NB: Episodes where officers are going 'undercover' (esp on primitive pre-Contact worlds) have their own issues and to and extent get a pass on this (though to my mind, a proper 'base camp' should ideally be established planet-side in this case with as close as possible to the proper equipment).

Shamrock Holmes

I think you'll be satisfied when the next Trek comes out.
FB_IMG_1442573349314.jpg

Yep.

I'm sorry, shouldn't things about the unreleased movie be spoilered? Granted its only costuming, but I would like to see it for the first time when I see the film.
 
I'm sorry you disagree with me enough to miss my point. A layman, one without training, given time and financial freedom, could design a hat better than Chekov's in that picture. That a layman would not be given the opportunity to is beside my point.

Hell, it may not have been the art department's fault in the first place but the director's who might have requested it.

I'm sorry, but I don't see the big damned deal about the hat? It's a hat with an arrowhead.
 
Even if it did create the "Picard maneuver", and may not have been the most practical, I think TNG uniform from seasons 3-7 is the best looking one from all Star Trek uniforms.
 
Junior Architects get paid about $50k to start and they can design several houses in a year. Not to mention, they design other things too.

What you're proposing would never get you hired in the first place. Sorry :alienblush:
I'm sorry you disagree with me enough to miss my point. A layman, one without training, given time and financial freedom, could design a hat better than Chekov's in that picture. That a layman would not be given the opportunity to is beside my point.

Hell, it may not have been the art department's fault in the first place but the director's who might have requested it.

It's a rather silly point you were making, but whatever.

Where your analogy mostly fell apart for me is when you tried to upsize it from something relatively simple —though still difficult creatively and in terms of marketability— like making a hat design (with the ridiculous $50,000 budget and one year before expectation of delivery) to designing a home or building as an architect.
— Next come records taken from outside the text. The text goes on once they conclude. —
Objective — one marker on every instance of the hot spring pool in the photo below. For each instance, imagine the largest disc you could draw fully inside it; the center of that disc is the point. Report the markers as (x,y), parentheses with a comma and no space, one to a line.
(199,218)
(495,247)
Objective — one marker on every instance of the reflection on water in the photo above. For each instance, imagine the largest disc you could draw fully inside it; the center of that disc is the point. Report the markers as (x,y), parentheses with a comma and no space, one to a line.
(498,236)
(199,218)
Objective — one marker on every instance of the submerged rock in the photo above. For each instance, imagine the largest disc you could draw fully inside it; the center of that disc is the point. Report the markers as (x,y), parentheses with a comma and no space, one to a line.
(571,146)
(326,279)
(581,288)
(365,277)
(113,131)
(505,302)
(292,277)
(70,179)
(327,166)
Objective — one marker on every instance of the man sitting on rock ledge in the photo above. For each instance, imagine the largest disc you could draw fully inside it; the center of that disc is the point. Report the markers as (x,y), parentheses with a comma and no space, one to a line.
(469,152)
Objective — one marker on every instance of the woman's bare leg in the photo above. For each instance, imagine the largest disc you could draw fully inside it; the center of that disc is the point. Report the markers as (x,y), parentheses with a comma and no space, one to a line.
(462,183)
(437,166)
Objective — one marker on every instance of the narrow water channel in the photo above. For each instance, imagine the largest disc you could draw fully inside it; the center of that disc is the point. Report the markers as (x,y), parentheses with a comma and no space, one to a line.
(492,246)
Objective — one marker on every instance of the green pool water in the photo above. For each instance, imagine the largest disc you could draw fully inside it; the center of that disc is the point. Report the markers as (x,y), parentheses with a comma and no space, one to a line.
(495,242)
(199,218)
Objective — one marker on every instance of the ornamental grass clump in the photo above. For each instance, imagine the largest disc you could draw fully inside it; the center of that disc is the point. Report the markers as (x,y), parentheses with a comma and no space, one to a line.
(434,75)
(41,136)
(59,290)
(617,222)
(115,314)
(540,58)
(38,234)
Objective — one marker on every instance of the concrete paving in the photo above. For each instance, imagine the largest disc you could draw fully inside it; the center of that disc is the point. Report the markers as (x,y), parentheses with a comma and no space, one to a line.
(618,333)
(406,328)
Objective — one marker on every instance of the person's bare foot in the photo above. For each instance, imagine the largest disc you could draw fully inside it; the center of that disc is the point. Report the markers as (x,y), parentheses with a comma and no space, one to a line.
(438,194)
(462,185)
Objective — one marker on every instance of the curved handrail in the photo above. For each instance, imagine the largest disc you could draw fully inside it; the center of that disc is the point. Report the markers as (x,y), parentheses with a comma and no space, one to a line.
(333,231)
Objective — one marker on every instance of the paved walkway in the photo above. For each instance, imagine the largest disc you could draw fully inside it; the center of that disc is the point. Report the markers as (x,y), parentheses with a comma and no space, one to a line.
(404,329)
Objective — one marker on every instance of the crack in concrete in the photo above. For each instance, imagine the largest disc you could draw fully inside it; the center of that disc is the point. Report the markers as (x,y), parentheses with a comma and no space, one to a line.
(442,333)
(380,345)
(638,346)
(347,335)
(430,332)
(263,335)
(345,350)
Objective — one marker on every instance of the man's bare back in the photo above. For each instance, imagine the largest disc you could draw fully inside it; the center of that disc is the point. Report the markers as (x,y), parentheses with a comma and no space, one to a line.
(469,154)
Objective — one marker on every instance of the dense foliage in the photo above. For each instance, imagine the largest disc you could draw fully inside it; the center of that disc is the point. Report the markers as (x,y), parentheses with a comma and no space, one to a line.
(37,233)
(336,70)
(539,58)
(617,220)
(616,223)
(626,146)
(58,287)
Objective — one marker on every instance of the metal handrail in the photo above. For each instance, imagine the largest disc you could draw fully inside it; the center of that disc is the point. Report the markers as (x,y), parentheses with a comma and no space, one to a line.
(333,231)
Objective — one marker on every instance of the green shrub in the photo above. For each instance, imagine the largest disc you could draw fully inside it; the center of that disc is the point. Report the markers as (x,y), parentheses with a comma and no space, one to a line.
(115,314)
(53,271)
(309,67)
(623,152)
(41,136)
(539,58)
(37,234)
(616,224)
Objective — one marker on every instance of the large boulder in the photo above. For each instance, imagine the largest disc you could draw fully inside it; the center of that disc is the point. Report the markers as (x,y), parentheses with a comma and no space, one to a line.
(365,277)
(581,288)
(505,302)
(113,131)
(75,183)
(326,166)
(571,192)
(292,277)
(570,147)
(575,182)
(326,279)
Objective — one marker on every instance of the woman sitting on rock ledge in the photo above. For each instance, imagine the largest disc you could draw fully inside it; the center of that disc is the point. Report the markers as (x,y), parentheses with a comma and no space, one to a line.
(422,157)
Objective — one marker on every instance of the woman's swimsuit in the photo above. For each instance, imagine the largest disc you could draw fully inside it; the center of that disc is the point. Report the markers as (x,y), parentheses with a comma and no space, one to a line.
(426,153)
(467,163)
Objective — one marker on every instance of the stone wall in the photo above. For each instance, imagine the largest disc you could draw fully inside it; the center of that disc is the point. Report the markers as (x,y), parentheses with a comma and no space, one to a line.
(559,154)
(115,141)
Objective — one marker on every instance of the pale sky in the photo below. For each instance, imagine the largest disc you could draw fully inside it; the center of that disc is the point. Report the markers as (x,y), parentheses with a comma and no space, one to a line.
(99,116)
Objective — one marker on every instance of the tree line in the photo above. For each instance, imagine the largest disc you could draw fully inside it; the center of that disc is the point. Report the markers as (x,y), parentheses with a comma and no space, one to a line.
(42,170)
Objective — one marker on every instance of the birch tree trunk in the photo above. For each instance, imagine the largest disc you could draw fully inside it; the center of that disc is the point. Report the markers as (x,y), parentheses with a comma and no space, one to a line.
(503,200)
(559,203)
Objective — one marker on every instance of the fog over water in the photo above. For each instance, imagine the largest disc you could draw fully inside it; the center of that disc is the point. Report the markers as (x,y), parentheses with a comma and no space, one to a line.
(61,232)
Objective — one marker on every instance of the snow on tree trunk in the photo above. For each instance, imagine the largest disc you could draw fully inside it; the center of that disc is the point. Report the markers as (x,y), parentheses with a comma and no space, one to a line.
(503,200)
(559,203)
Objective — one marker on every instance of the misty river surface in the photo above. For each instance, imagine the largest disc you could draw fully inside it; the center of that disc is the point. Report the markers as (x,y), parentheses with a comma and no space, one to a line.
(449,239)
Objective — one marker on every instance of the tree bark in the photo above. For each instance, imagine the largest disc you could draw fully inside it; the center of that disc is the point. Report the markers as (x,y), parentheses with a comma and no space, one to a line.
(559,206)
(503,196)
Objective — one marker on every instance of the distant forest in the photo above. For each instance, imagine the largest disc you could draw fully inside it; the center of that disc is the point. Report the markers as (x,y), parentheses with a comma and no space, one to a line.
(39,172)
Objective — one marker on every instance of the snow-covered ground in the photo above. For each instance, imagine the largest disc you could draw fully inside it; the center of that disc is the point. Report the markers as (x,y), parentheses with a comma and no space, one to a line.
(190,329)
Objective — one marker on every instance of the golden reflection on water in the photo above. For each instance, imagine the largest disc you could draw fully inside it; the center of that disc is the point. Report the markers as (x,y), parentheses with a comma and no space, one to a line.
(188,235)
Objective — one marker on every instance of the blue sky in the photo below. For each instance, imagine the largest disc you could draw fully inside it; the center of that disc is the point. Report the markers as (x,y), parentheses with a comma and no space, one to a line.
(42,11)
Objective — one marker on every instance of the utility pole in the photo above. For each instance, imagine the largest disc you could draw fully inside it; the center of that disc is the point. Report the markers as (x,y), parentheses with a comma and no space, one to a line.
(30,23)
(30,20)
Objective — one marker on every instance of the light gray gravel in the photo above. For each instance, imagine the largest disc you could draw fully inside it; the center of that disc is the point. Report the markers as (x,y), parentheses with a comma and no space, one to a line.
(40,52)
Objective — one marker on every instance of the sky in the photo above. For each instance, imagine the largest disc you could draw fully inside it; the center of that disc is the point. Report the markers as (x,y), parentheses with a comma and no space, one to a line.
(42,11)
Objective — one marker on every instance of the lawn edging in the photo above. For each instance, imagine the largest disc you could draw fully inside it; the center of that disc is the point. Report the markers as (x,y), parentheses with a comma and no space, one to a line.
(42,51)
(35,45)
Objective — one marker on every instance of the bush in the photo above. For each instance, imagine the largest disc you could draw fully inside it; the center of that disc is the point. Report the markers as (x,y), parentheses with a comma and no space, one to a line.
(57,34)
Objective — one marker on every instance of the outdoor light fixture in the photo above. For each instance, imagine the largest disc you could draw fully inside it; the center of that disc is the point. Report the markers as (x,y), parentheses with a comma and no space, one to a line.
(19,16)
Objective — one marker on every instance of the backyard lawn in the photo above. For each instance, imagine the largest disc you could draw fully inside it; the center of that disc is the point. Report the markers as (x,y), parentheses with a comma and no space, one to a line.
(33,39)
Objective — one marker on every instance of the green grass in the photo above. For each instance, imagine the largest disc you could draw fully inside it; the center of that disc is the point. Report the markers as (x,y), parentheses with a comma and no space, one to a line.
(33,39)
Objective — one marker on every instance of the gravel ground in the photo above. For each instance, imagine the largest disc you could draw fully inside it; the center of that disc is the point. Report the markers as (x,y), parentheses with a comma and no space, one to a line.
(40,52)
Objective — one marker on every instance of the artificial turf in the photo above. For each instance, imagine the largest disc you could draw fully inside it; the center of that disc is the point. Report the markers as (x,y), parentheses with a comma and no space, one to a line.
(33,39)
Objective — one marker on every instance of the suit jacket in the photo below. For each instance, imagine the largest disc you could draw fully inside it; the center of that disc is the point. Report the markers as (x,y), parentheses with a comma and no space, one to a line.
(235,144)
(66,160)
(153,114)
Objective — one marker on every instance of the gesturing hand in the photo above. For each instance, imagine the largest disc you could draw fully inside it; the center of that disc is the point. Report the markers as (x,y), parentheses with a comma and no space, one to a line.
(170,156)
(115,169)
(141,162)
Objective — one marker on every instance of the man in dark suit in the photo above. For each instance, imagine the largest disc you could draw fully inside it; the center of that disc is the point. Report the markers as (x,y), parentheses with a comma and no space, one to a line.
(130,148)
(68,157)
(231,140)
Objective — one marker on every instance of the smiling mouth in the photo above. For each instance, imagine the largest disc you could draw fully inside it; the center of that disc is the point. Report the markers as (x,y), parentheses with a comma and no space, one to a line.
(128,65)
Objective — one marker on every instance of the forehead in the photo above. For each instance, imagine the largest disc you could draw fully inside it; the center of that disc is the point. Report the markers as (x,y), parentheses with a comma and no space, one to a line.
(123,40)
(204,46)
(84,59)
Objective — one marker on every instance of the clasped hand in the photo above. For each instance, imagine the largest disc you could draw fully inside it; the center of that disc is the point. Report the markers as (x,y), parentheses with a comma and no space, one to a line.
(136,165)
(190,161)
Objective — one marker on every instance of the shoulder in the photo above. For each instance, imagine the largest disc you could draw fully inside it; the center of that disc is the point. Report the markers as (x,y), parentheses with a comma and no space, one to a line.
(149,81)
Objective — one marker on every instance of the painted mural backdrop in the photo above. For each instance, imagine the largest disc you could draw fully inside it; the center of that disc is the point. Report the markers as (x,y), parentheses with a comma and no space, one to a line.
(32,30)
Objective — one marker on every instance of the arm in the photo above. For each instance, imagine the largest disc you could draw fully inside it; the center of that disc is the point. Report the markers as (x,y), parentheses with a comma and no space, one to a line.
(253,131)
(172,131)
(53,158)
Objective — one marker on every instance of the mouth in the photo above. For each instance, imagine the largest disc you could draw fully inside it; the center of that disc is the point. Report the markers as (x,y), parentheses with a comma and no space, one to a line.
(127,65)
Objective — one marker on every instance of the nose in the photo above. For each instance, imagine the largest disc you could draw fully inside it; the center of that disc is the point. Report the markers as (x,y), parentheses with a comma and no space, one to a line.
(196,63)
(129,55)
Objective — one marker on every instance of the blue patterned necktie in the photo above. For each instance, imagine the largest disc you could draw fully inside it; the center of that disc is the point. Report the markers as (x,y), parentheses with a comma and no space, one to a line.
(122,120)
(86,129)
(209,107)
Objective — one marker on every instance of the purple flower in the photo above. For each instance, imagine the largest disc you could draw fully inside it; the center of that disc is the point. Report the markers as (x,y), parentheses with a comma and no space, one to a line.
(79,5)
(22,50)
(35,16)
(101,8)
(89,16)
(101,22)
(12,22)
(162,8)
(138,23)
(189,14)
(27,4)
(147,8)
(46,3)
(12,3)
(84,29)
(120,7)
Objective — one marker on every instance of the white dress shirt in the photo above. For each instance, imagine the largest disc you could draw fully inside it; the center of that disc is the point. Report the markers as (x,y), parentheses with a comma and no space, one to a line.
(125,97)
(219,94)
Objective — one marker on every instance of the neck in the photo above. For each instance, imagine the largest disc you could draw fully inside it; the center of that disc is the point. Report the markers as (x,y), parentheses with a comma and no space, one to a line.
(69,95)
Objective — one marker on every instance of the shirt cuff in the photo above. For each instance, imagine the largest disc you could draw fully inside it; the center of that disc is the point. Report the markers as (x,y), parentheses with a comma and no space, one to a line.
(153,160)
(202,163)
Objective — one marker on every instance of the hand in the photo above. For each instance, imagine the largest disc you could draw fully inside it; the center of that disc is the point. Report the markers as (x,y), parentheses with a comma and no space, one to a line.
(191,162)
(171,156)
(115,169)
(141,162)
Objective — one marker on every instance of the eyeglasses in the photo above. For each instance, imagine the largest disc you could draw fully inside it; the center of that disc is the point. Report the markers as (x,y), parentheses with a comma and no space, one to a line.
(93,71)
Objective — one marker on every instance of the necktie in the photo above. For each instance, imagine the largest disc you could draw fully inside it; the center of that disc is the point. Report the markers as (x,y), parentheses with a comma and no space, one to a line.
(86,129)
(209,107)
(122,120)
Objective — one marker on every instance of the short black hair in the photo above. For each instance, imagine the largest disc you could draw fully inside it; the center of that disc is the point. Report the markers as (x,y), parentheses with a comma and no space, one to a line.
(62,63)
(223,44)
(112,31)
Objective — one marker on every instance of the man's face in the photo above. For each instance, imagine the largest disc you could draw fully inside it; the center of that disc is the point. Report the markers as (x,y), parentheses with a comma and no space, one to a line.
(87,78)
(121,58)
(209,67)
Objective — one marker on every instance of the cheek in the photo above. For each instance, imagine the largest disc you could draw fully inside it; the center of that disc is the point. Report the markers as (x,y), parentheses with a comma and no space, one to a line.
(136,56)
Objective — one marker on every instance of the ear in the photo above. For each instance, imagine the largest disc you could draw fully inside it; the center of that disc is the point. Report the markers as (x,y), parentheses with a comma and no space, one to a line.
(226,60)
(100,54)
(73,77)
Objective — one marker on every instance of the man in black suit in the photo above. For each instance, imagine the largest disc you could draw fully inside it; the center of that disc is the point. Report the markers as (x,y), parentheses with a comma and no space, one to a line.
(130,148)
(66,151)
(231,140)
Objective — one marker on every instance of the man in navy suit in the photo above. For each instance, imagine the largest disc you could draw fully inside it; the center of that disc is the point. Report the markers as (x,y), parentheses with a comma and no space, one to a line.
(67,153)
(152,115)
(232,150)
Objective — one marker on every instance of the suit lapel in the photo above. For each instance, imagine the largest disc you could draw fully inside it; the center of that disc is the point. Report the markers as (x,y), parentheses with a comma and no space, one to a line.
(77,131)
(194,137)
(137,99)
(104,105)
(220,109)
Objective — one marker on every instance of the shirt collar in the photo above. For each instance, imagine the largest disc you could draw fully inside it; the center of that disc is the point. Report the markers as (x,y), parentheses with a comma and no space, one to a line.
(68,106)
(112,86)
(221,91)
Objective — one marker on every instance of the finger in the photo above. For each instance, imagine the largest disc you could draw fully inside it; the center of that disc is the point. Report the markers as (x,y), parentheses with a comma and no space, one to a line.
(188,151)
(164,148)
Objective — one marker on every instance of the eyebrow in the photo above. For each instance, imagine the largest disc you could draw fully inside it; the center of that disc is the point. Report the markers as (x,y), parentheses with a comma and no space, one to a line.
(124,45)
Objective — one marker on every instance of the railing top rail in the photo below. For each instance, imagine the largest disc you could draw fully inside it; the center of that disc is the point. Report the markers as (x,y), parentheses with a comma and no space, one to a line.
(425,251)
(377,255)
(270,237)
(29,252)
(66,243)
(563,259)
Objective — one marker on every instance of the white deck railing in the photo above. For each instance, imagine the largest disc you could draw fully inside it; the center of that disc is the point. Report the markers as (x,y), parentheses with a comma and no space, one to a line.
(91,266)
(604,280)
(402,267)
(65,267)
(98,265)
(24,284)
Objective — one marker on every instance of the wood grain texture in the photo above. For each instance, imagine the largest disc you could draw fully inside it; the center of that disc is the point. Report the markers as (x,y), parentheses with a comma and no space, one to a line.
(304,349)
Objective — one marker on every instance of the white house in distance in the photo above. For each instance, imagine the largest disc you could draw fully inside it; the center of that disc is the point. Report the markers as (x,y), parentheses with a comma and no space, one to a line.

Architects aren't laymen. You can't just walk in off the street and wing it when designing a house or building anymore, at least not if people care whether or not it's safe and (structurally) sound. There's an incredible amount of math, engineering, building code knowledge and research required to do the job properly, and a great deal of responsibility to do it safely for the occupants and environment and up to the challenges of the area it's built in (earthquake, fire, flood, landslides, heat, cold, etc.).

If a layman makes a terrible hat design, it doesn't collapse on you and kill you.
 
I'm sorry, but I don't see the big damned deal about the hat? It's a hat with an arrowhead.

Yeah, personal taste of course. It's tough enough to design science fiction/futuristic clothes, but a hat, that's really a tall order. John Mollo hit a home run with the Star Wars Imperial officer cap, and Forbidden Planet was pretty good, too. But that STID thing... awful. It's like someone took a Soviet peaked cap and said "Make it pointy, that'll look futuristic!"

Some of the NuTrek costume choices were really nice, but that cap and the weird admiral uniforms that looked they were made of bedspreads don't do it for me.